Wahlkampf 2013

Rede von Ströbele zum Sicherheitsabkommen mit Albanien, Serbien, Georgien

10.11.2016: Protokollrede von Hans-Christian Ströbele im Deutschen Bundestag zum Sicherheitsabkommen mit Albanien, Serbien und Georgien. Lesen Sie hier die ganze Rede:

Sehr geehrte Kolleginnen und Kollegen,

wenn ich richtig gezählt habe, dann hat die Bundesrepublik Deutschland inzwischen mit 24 Staaten - inklusive der drei Länder über die wir heute sprechen, Serbien, Albanien und Georgien - Sicherheitsabkommen geschlossen. Dabei sind auch Staaten wie Saudi-Arabien, China oder Katar. In einer Reihe dieser Länder finden mit staatlicher Beteiligung systematische Menschenrechtsverletzungen statt - Folter, willkürliche Verhaftungen, Verschwindenlassen sowie Unterdrückung der Opposition oder Verhängung der Todesstrafe.

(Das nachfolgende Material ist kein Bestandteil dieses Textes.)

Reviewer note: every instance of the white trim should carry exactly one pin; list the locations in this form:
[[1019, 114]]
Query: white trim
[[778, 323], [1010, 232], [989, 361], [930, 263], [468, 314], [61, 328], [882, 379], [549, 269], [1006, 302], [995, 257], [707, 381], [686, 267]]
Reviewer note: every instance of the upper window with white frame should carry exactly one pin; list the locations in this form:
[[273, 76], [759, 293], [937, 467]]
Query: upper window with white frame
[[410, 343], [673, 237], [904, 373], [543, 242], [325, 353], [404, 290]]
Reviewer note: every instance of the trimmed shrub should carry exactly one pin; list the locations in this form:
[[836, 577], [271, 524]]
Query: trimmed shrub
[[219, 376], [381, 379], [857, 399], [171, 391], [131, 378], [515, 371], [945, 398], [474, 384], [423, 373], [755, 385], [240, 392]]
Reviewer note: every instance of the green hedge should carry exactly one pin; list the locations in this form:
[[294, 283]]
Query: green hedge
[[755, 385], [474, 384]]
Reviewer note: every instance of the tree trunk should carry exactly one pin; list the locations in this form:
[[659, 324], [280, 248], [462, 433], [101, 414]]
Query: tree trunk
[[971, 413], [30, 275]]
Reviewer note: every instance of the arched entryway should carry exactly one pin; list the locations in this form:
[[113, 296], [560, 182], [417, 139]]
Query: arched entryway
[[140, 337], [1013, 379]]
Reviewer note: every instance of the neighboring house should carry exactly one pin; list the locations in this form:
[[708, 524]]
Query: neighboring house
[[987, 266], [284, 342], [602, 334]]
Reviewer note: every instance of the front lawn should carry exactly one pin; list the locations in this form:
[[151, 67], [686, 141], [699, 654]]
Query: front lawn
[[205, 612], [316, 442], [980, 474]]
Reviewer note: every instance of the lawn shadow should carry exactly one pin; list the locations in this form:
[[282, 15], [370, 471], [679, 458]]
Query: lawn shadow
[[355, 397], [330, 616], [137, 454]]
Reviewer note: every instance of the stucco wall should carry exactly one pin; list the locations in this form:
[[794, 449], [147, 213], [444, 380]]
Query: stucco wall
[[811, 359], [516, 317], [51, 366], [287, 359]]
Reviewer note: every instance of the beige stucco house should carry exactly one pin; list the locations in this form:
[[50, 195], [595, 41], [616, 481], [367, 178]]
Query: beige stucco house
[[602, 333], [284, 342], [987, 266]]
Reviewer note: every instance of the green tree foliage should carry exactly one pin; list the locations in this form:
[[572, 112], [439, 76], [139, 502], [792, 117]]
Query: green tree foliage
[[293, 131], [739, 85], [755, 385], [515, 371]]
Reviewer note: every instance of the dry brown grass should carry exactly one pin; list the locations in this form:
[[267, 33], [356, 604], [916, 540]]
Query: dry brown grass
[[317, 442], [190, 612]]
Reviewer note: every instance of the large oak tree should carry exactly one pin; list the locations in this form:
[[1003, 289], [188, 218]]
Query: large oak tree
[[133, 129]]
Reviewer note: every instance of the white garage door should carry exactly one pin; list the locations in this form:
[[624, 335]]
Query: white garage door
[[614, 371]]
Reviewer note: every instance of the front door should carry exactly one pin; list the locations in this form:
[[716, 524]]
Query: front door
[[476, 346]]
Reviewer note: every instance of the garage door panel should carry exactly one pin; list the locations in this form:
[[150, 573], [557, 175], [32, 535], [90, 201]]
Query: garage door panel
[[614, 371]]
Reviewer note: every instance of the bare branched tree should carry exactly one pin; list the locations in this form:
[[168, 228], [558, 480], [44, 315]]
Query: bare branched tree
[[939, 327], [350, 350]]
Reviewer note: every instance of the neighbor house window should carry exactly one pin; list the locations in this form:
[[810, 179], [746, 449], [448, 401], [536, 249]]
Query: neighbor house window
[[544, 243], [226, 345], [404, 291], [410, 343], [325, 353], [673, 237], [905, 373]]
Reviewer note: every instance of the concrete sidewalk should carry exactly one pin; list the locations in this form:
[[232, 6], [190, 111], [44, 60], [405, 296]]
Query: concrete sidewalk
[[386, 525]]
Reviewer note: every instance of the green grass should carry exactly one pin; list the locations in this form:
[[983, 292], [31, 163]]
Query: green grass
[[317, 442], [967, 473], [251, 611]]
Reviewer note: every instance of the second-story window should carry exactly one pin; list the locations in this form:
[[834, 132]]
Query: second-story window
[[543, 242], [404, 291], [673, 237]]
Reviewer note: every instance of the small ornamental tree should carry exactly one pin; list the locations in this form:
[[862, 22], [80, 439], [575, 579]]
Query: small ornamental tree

Es ist daher dringend geboten klarzustellen, ob und unter welchen Voraussetzungen Deutschland Sicherheitsabkommen mit Staaten schließen sollte.

Die Bundesregierung sieht das offenkundig anders: sie hält - wie auch die vorliegenden Abkommen zeigen - daran fest, immer wieder die gleichen Textbausteine für die verschiedenen Bereiche der Zusammenarbeit zu verwenden. Dieser Standardtext enthält aber keine Anforderungen oder Bedingungen in puncto Menschenrechte oder Rechtsstaatsprinzipien.

Unsere Fraktion hatte daher bereits Ende 2014 einen Antrag eingebracht (Sicherheitsabkommen brauchen Standards, BT-Drs. 18/3553), in dem wir fordern, Sicherheitszusammenarbeit grundsätzlich neu zu gestalten und auszurichten. Dazu sollten in den Abkommen selbst, die Vertragsstaaten in konkreten Klauseln verbindlich zur Einhaltung menschenrechtlicher und rechtsstaatlicher Standards verpflichtet werden. Die Bundesregierung lehnt diesen Vorschlag ab.

Wir sind nicht grundsätzlich gegen Zusammenarbeit im Sicherheitsbereich. Und auch nicht gegen eine Zusammenarbeit mit Albanien, Serbien und Georgien. Es macht aber einen erheblichen Unterschied, ob mit Ländern wie Saudi-Arabien, China, Katar oder Usbekistan im Sicherheitsbereich zusammengearbeitet wird oder eben mit diesen drei Ländern. Serbien und Albanien sind EU-Beitrittskandidaten, Georgien hat einen vehementen Reformkurs vorangetrieben und ist EU-assoziiert.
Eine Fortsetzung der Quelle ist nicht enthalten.